Recombinant Macaca fascicularis Transmembrane protein 55B (TMEM55B)

What is TMEM55B and what are its key structural features?

TMEM55B is a lysosomal transmembrane protein composed of 284 amino acid residues with two transmembrane domains. Its N- and C-terminal domains face the cytosol, making them accessible for protein-protein interactions . The protein contains a highly conserved region spanning residues 80-160, termed the TMEM55-conserved domain, which adopts a globular fold with a hydrophobic groove along one surface aligned with conserved residues . This domain is critical for interaction with other proteins, particularly RILPL1.

The protein also contains specific motifs including:

• PPXY motif that mediates interaction with NEDD4-like E3 ubiquitin ligases

• PSAP motif that facilitates interaction with components of the ESCRT complex for lysosomal repair

• Multiple ubiquitination sites (K96, K103, K114, K120, K121, K134, and K148) located in the conserved domain

What cellular functions has TMEM55B been implicated in?

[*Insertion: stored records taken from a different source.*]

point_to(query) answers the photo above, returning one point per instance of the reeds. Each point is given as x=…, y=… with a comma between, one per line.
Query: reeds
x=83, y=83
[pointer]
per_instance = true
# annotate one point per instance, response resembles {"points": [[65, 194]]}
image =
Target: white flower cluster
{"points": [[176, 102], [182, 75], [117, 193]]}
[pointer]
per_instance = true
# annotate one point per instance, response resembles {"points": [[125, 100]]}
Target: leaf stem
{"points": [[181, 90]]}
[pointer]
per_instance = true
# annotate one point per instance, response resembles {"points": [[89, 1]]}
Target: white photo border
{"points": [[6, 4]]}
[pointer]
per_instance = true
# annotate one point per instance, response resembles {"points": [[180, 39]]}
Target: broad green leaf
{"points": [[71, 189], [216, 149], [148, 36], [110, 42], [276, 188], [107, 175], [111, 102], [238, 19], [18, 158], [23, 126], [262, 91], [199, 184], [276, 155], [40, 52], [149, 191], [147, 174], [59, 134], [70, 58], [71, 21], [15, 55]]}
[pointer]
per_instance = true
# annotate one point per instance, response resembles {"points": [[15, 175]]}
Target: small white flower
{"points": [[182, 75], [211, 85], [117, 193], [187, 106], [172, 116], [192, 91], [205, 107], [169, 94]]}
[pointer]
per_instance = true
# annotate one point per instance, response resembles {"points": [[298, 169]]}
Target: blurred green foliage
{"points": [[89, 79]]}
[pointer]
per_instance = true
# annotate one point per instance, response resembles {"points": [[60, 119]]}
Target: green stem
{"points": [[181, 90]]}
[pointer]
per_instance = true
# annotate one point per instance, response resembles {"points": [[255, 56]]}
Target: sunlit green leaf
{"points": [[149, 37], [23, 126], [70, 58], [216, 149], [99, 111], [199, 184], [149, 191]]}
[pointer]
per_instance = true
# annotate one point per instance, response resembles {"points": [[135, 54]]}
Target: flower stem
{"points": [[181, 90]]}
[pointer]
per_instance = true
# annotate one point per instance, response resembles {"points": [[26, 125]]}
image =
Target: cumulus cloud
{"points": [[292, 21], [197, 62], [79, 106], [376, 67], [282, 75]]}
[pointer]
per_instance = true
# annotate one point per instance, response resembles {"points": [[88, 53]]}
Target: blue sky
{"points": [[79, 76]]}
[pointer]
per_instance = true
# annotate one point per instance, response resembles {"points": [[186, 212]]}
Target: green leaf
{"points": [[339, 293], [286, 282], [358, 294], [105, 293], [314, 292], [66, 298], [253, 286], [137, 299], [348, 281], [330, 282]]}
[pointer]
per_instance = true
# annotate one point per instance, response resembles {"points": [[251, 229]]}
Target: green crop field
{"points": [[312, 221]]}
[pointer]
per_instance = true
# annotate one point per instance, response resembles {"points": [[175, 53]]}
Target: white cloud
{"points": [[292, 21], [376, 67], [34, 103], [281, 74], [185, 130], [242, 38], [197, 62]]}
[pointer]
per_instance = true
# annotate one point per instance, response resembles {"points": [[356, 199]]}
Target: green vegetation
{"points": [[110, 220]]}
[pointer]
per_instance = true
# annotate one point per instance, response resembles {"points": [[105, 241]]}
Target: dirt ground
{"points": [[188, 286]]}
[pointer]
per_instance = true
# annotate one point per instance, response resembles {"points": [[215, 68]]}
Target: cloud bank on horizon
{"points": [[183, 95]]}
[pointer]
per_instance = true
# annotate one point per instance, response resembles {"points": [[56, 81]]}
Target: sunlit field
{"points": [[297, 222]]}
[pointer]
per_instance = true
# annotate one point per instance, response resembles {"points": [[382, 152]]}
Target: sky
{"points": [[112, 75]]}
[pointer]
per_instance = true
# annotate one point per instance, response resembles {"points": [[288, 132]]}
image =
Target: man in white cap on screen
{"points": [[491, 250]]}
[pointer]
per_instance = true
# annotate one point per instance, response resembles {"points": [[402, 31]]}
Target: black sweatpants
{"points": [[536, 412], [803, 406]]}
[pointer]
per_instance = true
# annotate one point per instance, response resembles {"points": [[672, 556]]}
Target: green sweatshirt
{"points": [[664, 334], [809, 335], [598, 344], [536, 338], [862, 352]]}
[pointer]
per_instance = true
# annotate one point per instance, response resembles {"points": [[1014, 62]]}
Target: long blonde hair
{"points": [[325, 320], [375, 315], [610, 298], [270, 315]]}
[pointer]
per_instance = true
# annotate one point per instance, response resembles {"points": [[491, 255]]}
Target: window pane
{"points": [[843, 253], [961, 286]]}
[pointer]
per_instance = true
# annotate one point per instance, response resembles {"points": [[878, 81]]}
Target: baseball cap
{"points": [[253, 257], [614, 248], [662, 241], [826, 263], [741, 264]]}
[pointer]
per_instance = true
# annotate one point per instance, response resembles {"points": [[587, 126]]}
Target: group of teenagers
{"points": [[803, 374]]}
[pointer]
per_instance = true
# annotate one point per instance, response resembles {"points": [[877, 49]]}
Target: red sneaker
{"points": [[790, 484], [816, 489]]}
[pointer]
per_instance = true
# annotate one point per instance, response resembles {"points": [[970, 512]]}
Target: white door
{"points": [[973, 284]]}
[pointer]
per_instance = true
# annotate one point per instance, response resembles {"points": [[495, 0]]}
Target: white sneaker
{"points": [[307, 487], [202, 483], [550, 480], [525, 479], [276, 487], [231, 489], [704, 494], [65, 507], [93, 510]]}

TMEM55B participates in multiple critical cellular processes:

How is TMEM55B expression regulated in response to cellular stress?

TMEM55B functions as a molecular sensor that coordinates cellular responses to oxidative stress. When cells experience oxidative stress (e.g., exposure to arsenite/NaAsO₂), TMEM55B undergoes increased ubiquitination mediated by NEDD4-like E3 ligases . This post-translational modification is dependent on TMEM55B's PPXY motif, as mutation of this motif (P66A) prevents stress-induced ubiquitination .

The regulation involves:

• Increased interaction with NEDD4-like E3 ligases specifically during oxidative stress

• Ubiquitination at multiple lysine residues (K96, K103, K114, K120, K121, K134, and K148)

• Subsequent activation of downstream pathways for halting autophagosome-lysosome fusion and promoting lysosomal repair

Importantly, knockout of TMEM55B genes in zebrafish embryos increases susceptibility to oxidative stress, resulting in early death upon arsenite toxicity, highlighting the protein's essential role in stress resilience .

What is the relationship between TMEM55B and LRRK2 signaling pathways?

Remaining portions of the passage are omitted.